Flowering Ground Covers

Flowering Ground Covers

Gerard

What can be grown as a ground cover?

When considering ground covers think about living plants for a change. Unlike bark and pebble mulches, living ground covers offer so much more. They add colour to your garden with attractive flowers to nurture bees and beneficial insects and, more often than not, have interesting foliage and form too.

Livingstone Daisy

If you’re looking to fill in the spaces between pavers, create a feature that cascades over a bank or rockery, colour up a shady patch, or beautify an otherwise boring drift, there are many seed grown options to consider that are easy to achieve.

Choose Perennial Herbs like Roman Chamomile or Wild Thyme - both of which will flourish if trimmed back to 5 cm high post flowering.

Thyme Wild

A few flowering Perennials worth a try are Calandrinia Red Maid, Dichondra Silver Falls and Snow in Summer - these all handle hot, dry conditions with spreading or trailing plant habits. One that enjoys a cooler position but great for a carpet effect is Irish Moss. Equally suited for cascading over rocks and banks as they are to growing as ground covers.

Snow in Summer

Then come the Annual Flowers that suit sunny sites...

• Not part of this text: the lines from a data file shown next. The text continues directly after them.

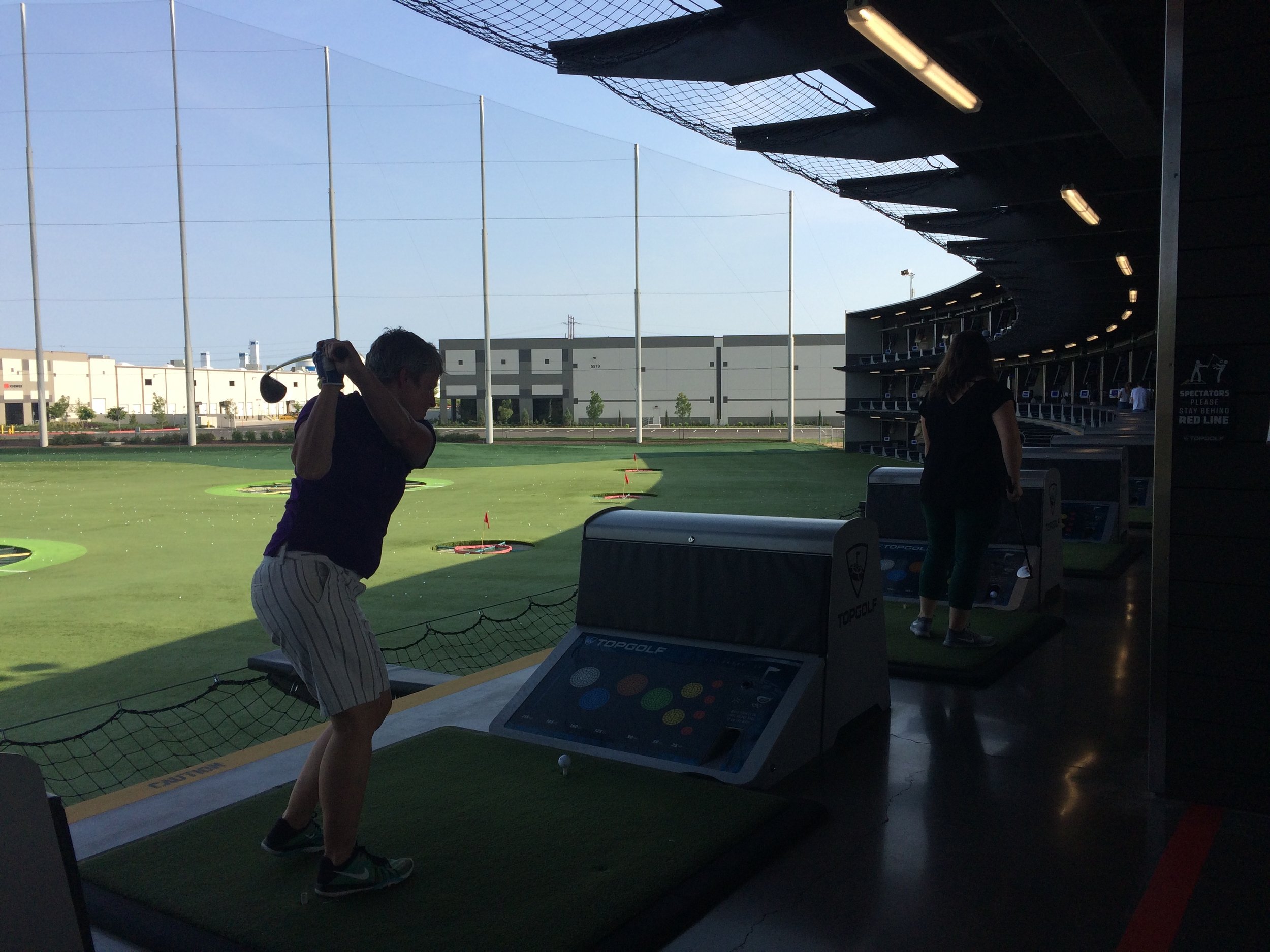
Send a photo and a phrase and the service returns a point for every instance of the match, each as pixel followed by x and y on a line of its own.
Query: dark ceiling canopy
pixel 1070 95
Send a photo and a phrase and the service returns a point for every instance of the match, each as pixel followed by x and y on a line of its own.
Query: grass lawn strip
pixel 162 596
pixel 1018 634
pixel 44 554
pixel 567 859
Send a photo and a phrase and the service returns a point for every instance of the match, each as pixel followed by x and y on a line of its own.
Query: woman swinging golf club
pixel 352 456
pixel 973 456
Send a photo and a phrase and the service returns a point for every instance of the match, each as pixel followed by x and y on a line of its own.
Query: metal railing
pixel 1070 414
pixel 888 405
pixel 892 451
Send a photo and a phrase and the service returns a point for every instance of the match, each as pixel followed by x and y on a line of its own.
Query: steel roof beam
pixel 885 136
pixel 1065 37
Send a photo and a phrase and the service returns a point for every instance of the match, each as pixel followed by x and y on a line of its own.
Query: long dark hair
pixel 968 357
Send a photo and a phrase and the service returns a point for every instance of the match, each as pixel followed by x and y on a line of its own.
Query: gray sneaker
pixel 968 639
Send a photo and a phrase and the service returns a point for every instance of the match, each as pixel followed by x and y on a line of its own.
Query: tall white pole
pixel 484 281
pixel 41 397
pixel 639 339
pixel 191 417
pixel 791 318
pixel 331 197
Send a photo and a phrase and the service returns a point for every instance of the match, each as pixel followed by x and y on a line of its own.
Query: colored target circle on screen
pixel 631 684
pixel 585 677
pixel 657 699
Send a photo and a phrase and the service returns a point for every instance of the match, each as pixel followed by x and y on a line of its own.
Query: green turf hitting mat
pixel 1098 560
pixel 510 855
pixel 1018 635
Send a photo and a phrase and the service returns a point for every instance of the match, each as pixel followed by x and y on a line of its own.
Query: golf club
pixel 1024 570
pixel 275 390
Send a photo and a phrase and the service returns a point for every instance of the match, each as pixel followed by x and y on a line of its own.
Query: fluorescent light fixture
pixel 1078 205
pixel 883 35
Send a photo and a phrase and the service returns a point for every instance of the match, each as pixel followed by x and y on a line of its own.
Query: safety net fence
pixel 98 749
pixel 527 27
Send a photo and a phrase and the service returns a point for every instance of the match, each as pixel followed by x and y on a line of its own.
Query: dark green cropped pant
pixel 957 540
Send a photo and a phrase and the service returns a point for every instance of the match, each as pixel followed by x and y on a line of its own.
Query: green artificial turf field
pixel 162 595
pixel 509 853
pixel 1018 635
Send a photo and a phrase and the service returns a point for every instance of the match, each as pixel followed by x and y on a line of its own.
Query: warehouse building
pixel 728 380
pixel 101 382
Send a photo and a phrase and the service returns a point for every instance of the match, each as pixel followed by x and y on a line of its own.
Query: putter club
pixel 1024 570
pixel 275 390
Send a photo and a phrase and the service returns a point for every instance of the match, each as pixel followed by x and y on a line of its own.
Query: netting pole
pixel 42 398
pixel 331 196
pixel 191 419
pixel 791 316
pixel 484 283
pixel 639 339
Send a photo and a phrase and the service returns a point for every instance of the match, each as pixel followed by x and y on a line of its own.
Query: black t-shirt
pixel 964 466
pixel 344 514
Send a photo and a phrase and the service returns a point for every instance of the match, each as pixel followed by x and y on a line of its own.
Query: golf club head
pixel 273 391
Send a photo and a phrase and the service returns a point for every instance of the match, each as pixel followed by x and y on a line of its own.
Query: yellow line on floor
pixel 159 785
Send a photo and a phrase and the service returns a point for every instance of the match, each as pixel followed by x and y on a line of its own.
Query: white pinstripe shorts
pixel 309 607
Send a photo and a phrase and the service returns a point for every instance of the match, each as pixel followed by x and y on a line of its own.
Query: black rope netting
pixel 163 734
pixel 526 27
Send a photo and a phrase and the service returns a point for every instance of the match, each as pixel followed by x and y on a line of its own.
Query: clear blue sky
pixel 407 182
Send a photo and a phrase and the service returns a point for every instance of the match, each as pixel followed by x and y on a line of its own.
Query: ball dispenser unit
pixel 731 646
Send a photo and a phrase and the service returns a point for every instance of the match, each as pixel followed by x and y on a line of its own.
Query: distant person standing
pixel 973 456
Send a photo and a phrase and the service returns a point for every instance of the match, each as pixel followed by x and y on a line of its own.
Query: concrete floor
pixel 1007 818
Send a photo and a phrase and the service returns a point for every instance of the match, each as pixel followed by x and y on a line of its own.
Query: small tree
pixel 595 408
pixel 57 409
pixel 682 409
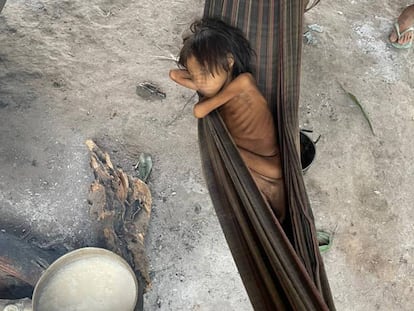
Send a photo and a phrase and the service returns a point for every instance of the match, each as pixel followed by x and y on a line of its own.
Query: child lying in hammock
pixel 215 61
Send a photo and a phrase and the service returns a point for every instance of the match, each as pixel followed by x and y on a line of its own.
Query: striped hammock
pixel 281 267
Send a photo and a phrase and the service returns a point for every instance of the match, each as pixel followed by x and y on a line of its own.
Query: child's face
pixel 207 83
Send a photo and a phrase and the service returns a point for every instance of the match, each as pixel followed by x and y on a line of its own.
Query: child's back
pixel 224 82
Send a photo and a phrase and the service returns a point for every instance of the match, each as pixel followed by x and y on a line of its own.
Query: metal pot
pixel 85 279
pixel 307 150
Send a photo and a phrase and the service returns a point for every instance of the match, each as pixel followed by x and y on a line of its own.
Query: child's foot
pixel 403 34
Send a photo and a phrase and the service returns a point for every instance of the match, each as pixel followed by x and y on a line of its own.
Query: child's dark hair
pixel 212 41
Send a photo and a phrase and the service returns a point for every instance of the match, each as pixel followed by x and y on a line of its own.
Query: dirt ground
pixel 69 71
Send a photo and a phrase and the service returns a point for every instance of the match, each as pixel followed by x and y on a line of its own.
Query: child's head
pixel 217 46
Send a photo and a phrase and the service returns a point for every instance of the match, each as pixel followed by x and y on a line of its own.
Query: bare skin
pixel 405 21
pixel 247 116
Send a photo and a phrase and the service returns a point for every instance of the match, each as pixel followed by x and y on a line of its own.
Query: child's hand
pixel 182 77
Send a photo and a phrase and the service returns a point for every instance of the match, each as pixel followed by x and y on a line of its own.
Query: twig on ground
pixel 355 100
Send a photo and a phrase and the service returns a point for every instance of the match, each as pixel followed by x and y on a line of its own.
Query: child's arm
pixel 182 77
pixel 236 87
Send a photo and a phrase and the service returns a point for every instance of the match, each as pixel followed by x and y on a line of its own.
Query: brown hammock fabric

Alyssum Painters Palette, Layia Tidy Tips, Livingstone Daisy Sparkles Mix, all the Nemophila, Portulaca Sunnyside Mix, Stock Spring Sparkle and Verbena Desert Jewels.

Portulaca, Livingstone Daisies and Verbena are particularly bright and vibrant colours for an eye catching display.

Flower ground cover

And for those shady spots? Don't forget the irrepressible Forget-Me-Nots or for the voluminous leafy look of trailing Nasturtiums.

Nasturtiums

In most cases, seed for these projects is incredibly small so unless you’re tackling a small area where exact placing of individual plants is called for, the best idea is to broadcast your seed as follows:

  • Choose a time of year when it's not too cold and more than likely going to rain - spring and autumn are generally ideal.

  • Blend your seed with a far larger quantity of seed raising mix perhaps a ratio of 100 parts SR mix to 1 part seed - this will give you a much larger volume to work with.

  • Sprinkle the seed on the surface of the prepared ground and let it find its own way into the cracks and crevices of the surface - a gentle watering will assist this.

  • The general rule of thumb is to never sow seed deeper than twice its diameter and most cases your seed is going to be tiny.

  • Keep evenly moist for the first fortnight or until signs of the first leaves are visible - at this point switch to an evening watering only if it hasn’t rained.

If you’ve sown it too densely, don’t be afraid to selectively thin it to avoid a spindly mass that's too crowded.

Dichondra

Be a little adventurous and have a go at growing something new or in a new way.
Having only ever seen Dichondra Silver Falls growing as a cascading plant from a hanging basket,
we were stunned to see it looking amazing as a ground cover!